Rebel Yell! What If We Put More Clothes On?

Forbidden fruit is something we’re not supposed to taste… but we want to. It’s earthly, it’s tantalising, it might even be sinful. Is it an apple? Or is the apple just an innuendo? 

One can hardly be surprised that this fruit has oftentimes been compared to the female body. Juicy, firmly fleshy, with a silken, shiny skin – it’s mouth-watering, and it can get us into trouble with old-timey Christian morals. 

I see the female figure, almost unclothed and overly posed, everywhere I go.

It is fashion’s job to package the woman in a way that makes her even more delectable. And historically, the so-called fairer sex has been the one to most enjoy tasteful frippery and modish fad. But fashion is failing us. Media, social norms, celebrity culture and the clothing industry have conspired to create a nauseating axis that has saturated our surroundings like an overloaded supermarket aisle. 

I see the female figure, almost unclothed and overly posed, everywhere I go. She is never out of shot. Up and down on public escalators my eyes flicker over endlessly supine forms, repeated with the shoving insistence of propaganda. I am imbibing a million Beyoncés in sequinned bodystockings, a hundred thousand Hailey Biebers in bikinis. I am no more than a fattening duck with a funnel down its neck, no more than a Suffragette with a feeding tube up her nose. Like an abandoned orchard where unpicked apples rain down in a frightening deluge, the stripped human shape is thrust upon me from every direction. Society wants me to see and see it until I choke. 

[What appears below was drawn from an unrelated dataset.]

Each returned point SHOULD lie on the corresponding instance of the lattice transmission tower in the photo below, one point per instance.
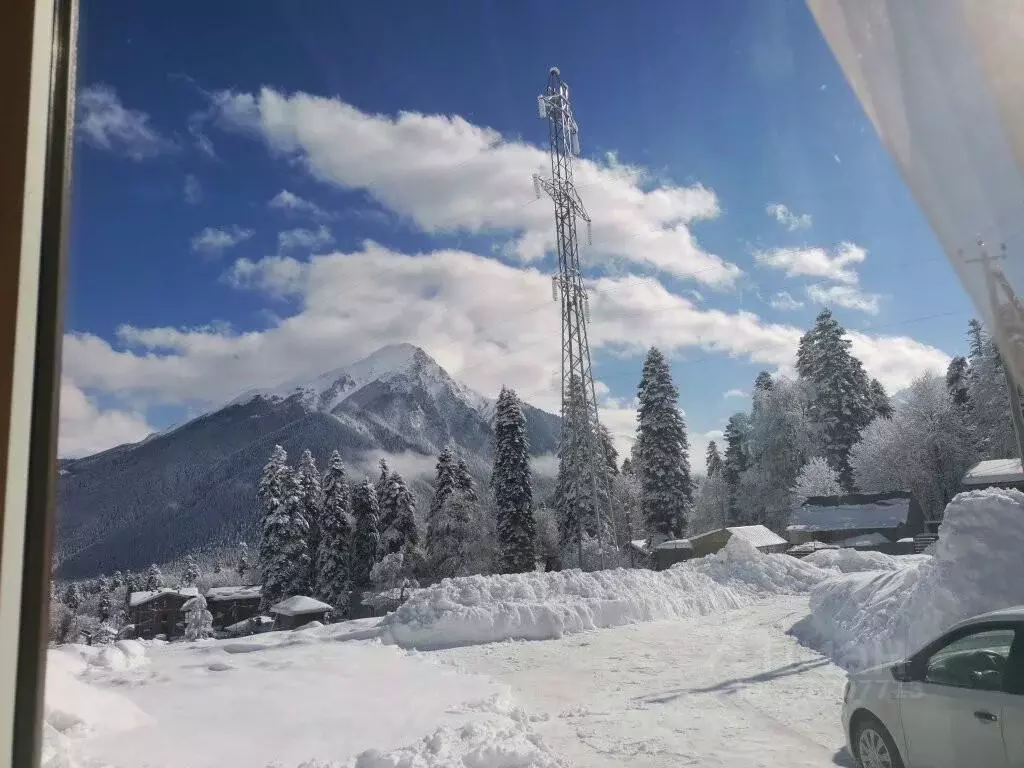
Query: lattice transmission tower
(580, 420)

And so, to match the times, the garb they make for us to wear is garbage. Mini vests of mesh and net, nipple tape, bralets, hotpants. The newest thing is knickers. It’s the final step in the ‘underwear as outerwear’ sequence, and it is supposed to be sexy. Is it?

Is it possible that it is desensitising? That specifically female nakedness has become so ubiquitous that it is boring? And that advertisers and influencers need to plunge to dirtier depths to spark the interest of an inoculated audience? I will bring you scarier conclusions soon. 

In a world of very worldly pleasures where we can reveal, I chose to conceal.

If the forbidden fruit were being served in every eatery in town and displayed boldly piled in each shop window, would you still be hungry for it? Would your hands sweat and your scalp prickle, would you turn at night with thoughts of it? Would you queue in the rain, would you wait hours for it? Would you still respect it?

Because that is what I want. I want veneration. I want my female body – other female bodies – to be admired with tearful, genuflecting reverence. In a world of very worldly pleasures where we can reveal, I chose to conceal. I believe in preserving mystique and playing with suggestion. The teasing of a figure beneath a cleverly draped dress, the rise and arch of body parts outlined but not exhibited. Let’s cover up from head-to-toe and titillate. It’s much more appetising.